These conditions didn’t just happen. Macroeconomics isn’t inevitable, like rain. Top-level American economic policy flooded America’s central corridor with population after the Civil War, via the Homestead Act. But into the Twentieth Century, that same economic policy largely abandoned the homesteader population in favor of urban industrialization. America still needs its rural agricultural population; it just doesn’t provide that population with meaningful support anymore, since they aren’t lucrative donors. Nobody ever got rich hoeing corn.
Dollar stores are the logical market-driven response to this abandonment. Rural communities have some money, and they want—and deserve—nice things, like attractive curtains, affordable art supplies, and small electronics. Dollar General recognized an unmet market, and met it. Sure, they manipulate wholesalers and use just-in-time restocking to keep prices artificially cheap, in ways unsupported local businesses just can’t. But they aren’t culpable for economic policies that made Pop’s old-timey general store fiscally unviable.

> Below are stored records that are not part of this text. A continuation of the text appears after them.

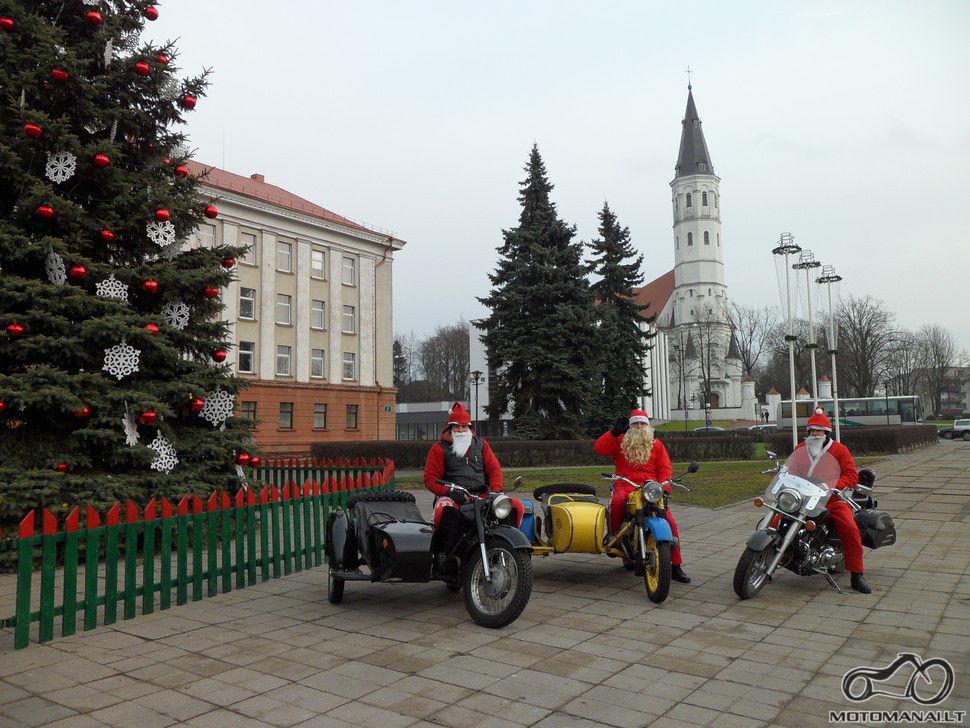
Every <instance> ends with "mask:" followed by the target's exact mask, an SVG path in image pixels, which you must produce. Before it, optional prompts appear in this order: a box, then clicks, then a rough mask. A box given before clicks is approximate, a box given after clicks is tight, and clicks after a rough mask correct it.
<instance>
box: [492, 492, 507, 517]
mask: <svg viewBox="0 0 970 728" xmlns="http://www.w3.org/2000/svg"><path fill="white" fill-rule="evenodd" d="M492 512H493V513H494V514H495V517H496V518H498V519H499V520H501V519H503V518H505V517H506V516H507V515H509V514H510V513H511V512H512V499H511V498H509V497H508V496H507V495H498V496H495V500H493V501H492Z"/></svg>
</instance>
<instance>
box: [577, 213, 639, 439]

Even their notoriously impersonal architecture reflects America’s top-level economic policy. Sure, I’d love if dollar stores hired local architects to conform their buildings to regional aesthetics. But Walmart and Target already priced architects out of small markets, and America’s rural economic abandonment means the dominant design style is often “decay.” Dollar General’s warehouse-like design and modular construction let them move into marginal markets quickly without incurring high amortized overhead, which just makes good business sense.
Don’t misunderstand me: dollar chains’ low pay, homogenous product, and deafness to local industry aren’t sustainable. I’ve grown fond of Dollar General, but at best, they’re a transitional response to larger forces. But John Oliver’s implicit expectation of shoving a Whole Foods into every small market is equally unrealistic. If we use the market access which dollar stores provide to build toward something better, then these chains have helped America through its current economic malaise.